Tuesday, July 2, 2013

Graphic Novels Read in June 2013

Depending on whether or not you count the two volumes of Maus separately, I only read three or four graphic novels in June, but those few were stellar. 

Maus, Vol. 1: My Father Bleeds History (1991) - Art Spiegelman

Maus, Vol. 2: And Here My Troubles Began (1993) - Art Spiegelman

There’s not much I can tell you about Maus that you haven’t already heard. What I will tell you is how I saw a group of guys react to it for the first time. The Guys Book Club that I lead at our library read the first volume for our June selection. Most of these guys (ranging in age from teen to guys approaching their 80s) had never read a graphic novel of any kind. We talked about the story itself and how graphic novels work. Several of the guys said that the format took them awhile to get used to, but they soon realized how the format made the story more powerful than it perhaps would’ve been in a text only format. 

We also had some great conversation about the themes of the book, including family, survival, guilt, how difficult it is to escape from the past, and of course, the Holocaust itself and everything connected with it. Although I had only asked them to read Volume 1 (our library system has several copies of Volume 1 and not as many of Volume 2), most of the guys went ahead and read Volume 2 anyway. If nothing else, these guys now have a greater appreciation of what the graphic novel format can do. I’m quite happy with that. 

5/5 for both volumes

Peter Panzerfaust Volume II: Hooked (2013) - Kurtis J. Wiebe & Tyler Jenkins

Volume I and Volume II previously discussed. 


The Complete Terry and the Pirates, Vol. 2: 1937-1938 (2008) - Milton Caniff

Hands down, Terry and the Pirates is my favorite comic strip of all time. I didn’t think the first volume of reprints from IDW’s The Library of American Comics series could be equalled, let alone surpassed, but Caniff outdoes himself here. The artwork is even more detailed, more spectacular, and more jaw-dropping. The detail in his depictions of China, ships, pirates, fights and more is simply incredible. Added to this are the Sunday pages, which resonate with life using a color pallet both rich and intricate. Comics don’t have to be this good, but Caniff obviously cared a lot about his art and it shows. 

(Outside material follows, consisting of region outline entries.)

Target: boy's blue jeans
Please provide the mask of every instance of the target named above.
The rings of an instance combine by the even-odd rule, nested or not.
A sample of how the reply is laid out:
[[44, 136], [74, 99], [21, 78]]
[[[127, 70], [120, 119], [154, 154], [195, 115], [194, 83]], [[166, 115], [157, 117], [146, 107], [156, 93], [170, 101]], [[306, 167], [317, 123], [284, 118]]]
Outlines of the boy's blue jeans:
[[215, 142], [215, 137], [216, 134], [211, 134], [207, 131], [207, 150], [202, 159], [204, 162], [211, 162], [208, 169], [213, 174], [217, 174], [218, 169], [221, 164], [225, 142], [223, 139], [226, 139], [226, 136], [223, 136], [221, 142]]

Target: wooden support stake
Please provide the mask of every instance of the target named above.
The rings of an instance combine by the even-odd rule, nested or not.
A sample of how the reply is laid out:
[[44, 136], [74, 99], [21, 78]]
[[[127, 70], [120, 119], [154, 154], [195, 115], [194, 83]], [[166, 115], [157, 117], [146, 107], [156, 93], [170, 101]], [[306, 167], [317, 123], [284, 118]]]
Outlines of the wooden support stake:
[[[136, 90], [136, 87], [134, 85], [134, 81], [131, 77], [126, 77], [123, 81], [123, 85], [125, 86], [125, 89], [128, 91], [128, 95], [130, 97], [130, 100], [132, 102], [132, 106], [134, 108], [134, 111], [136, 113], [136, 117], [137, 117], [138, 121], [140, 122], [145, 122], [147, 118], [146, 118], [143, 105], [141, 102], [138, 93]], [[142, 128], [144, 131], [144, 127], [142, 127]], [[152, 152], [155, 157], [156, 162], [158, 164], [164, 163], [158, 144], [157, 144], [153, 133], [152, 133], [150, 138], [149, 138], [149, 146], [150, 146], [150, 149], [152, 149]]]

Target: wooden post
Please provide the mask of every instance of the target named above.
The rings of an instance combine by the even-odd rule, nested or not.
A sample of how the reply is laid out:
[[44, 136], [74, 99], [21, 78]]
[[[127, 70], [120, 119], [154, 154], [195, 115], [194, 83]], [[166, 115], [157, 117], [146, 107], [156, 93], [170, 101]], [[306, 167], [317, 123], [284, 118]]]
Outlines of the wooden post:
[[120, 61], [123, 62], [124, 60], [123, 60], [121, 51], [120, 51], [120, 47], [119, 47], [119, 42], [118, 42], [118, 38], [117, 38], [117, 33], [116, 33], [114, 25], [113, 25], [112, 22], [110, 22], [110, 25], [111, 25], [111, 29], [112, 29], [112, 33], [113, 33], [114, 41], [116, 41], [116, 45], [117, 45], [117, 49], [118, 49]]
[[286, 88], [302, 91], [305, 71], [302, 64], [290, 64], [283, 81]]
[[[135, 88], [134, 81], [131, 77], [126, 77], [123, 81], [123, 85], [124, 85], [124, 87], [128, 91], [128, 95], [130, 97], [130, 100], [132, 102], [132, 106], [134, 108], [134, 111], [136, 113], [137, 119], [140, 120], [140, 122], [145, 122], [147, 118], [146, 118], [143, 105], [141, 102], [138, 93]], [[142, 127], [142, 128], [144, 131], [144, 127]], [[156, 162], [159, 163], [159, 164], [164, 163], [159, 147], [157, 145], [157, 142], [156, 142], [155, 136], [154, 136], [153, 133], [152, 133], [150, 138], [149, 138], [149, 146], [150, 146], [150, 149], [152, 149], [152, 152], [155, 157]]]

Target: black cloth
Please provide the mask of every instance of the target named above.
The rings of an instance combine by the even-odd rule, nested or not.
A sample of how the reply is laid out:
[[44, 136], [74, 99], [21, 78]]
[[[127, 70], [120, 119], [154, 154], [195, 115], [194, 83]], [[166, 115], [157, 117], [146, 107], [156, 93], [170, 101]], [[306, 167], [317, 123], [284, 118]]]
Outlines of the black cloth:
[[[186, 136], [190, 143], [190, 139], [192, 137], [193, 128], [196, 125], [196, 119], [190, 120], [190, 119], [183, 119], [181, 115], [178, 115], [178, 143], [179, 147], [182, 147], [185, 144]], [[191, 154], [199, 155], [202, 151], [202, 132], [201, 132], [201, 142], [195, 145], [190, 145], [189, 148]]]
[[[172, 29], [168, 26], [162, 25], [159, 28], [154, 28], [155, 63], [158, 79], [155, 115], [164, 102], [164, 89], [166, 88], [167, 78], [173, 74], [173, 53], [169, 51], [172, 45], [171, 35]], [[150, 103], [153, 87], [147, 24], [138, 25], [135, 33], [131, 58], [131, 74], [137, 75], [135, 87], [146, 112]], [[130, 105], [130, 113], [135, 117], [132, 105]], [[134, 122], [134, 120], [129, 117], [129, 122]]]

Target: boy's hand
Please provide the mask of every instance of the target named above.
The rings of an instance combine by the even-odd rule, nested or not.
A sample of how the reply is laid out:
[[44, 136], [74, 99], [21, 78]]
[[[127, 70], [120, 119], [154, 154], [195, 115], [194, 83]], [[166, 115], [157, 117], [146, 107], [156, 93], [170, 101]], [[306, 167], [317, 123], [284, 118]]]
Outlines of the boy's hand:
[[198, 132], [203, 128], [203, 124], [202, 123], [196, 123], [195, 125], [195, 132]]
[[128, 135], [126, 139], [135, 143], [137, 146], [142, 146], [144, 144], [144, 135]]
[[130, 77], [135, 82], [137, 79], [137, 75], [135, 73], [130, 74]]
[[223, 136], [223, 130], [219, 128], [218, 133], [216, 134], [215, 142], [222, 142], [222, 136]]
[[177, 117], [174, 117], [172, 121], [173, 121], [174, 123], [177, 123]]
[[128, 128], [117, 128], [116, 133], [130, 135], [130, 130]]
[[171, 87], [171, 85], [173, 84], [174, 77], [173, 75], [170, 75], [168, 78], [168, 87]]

I’ve spoken before about how difficult it must be to produce a daily strip. You have to quickly summarize what happened the day before, add to it, and provide a cliffhanger all in three or four panels. Caniff usually creates four panels, and although that means he’s working with less space on each panel, the detail remains sharp and intoxicating. Caniff was amazing at moving stories along quickly, yet keeping large arcs in place, never allowing them to become dull or tiresome. If you’ve never read these strips, I urge you to find a copy of Volume 1 and dive right in. You won’t regret it.